Ende 2023 soll die bereits erwähnte Biogasanlage und Energiezentrale «Telli» stehen. Wenn man all Ihre Neu- und Zubauprojekte zusammenzählt, wie hoch wird dann zu diesem Zeitpunkt der Energieeigenversorgungsgrad der Eniwa sein? Im Moment sind es 22% vom Energieabsatz.

Der Eigenversorgungsgrad steigt mit der Biogasanlage um etwa 3% beim Gas, über die gesamte Energieliefermenge von Eniwa um etwa 1.5%. Bis 2050 wollen wir 50% Eigenversorgungsgrad im Versorgungsgebiet erreicht haben. Die restliche Energie beziehen wir dann immer noch über die Partnerwerke, wo wir beteiligt sind oder über den Handel auf dem freien Markt.

Wie ist die momentane Lage bei den CO2-Zertifikaten?
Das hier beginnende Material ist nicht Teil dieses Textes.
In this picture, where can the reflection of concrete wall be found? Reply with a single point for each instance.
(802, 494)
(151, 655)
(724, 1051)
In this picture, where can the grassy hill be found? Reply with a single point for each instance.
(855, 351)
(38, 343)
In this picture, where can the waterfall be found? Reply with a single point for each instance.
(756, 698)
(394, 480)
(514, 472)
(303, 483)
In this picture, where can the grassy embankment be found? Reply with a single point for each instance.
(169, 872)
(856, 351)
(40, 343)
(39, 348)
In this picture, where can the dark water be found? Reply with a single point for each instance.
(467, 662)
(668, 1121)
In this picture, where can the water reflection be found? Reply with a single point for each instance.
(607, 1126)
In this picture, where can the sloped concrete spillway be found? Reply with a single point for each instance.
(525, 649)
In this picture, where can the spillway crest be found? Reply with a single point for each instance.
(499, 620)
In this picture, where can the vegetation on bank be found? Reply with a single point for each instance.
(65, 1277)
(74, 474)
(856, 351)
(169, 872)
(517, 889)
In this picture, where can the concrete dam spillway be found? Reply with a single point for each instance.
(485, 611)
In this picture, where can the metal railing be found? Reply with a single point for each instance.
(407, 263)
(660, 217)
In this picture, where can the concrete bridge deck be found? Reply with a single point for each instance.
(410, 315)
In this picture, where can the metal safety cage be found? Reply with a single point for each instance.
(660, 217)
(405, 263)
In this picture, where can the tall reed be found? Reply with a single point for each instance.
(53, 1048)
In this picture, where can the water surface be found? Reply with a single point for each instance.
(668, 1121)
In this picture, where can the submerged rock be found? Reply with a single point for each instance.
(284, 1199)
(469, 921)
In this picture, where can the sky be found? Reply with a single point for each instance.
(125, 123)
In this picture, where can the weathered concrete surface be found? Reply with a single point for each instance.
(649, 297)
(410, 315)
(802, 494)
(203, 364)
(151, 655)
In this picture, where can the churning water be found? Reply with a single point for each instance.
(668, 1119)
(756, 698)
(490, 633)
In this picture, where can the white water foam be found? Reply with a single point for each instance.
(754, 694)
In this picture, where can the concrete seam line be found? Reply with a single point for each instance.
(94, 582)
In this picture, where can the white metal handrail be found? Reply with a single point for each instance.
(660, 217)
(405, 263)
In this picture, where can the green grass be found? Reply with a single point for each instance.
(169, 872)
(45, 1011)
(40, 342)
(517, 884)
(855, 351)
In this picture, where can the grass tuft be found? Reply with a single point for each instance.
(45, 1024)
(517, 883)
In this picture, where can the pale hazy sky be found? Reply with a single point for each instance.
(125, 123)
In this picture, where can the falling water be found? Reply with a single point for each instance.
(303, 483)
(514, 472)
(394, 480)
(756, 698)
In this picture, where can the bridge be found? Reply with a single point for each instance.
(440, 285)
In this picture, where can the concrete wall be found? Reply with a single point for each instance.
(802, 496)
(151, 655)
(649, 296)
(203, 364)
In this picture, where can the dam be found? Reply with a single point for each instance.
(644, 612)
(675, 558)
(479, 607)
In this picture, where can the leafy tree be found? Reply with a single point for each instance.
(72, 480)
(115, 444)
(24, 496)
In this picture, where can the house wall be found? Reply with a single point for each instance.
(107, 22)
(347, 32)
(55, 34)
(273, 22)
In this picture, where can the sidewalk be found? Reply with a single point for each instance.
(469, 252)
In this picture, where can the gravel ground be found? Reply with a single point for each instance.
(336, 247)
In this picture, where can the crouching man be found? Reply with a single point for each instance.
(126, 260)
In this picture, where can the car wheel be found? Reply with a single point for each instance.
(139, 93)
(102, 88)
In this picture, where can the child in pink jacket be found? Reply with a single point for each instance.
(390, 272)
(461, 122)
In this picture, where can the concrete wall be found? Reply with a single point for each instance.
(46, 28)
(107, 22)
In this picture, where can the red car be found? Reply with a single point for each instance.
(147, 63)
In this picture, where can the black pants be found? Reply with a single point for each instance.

Das Interesse der Kunden an freiwilligen Zertifikaten ist gering. Solange es keine günstigen und anrechenbare Zertifikate gibt, wird auch das Interesse kaum wachsen.

Sie monieren eine Diskrepanz zwischen dem Auftrag des Bundes und dem Verhalten der Bewilligungsinstanzen auf allen Ebenen. Was wäre denn Ihre Wunschliste für die jetzt aufgrund der weltpolitischen Ereignisse sehr anspruchsvollen Zukunft?

Die Laufzeiten für Bewilligungen und Bau von grösseren Energieinfrastrukturprojekten betragen typischerweise 15-20 Jahre. Der jährlichen Zubau, gemäss Statistik des Bundes, entspricht etwa einem Viertel des benötigten, um die Ziele des neuen Energiegesetzes mit einem Ausbau auf 39 TWh «Neue Erneuerbare Energien» zu erreichen. Für grössere Energieprojekte ab 5 MW Produktionsleistung oder 1 GWh Speichermenge brauchen wir schnell eine Lösung analog Eisenbahngesetz, welche die Realisierungszeit deutlich verkürzt und die Verfahren vereinfacht. Oder noch besser die Einsicht aller Bürger und Instanzen in der Schweiz, dass es ohne Strom sehr schnell chaotisch werden wird und dass eine gut funktionierende und leistbare Stromversorgung das Rückgrat unserer Wirtschaft, unseres Wohlstandes auch unseres hohen Lebensstandards ist.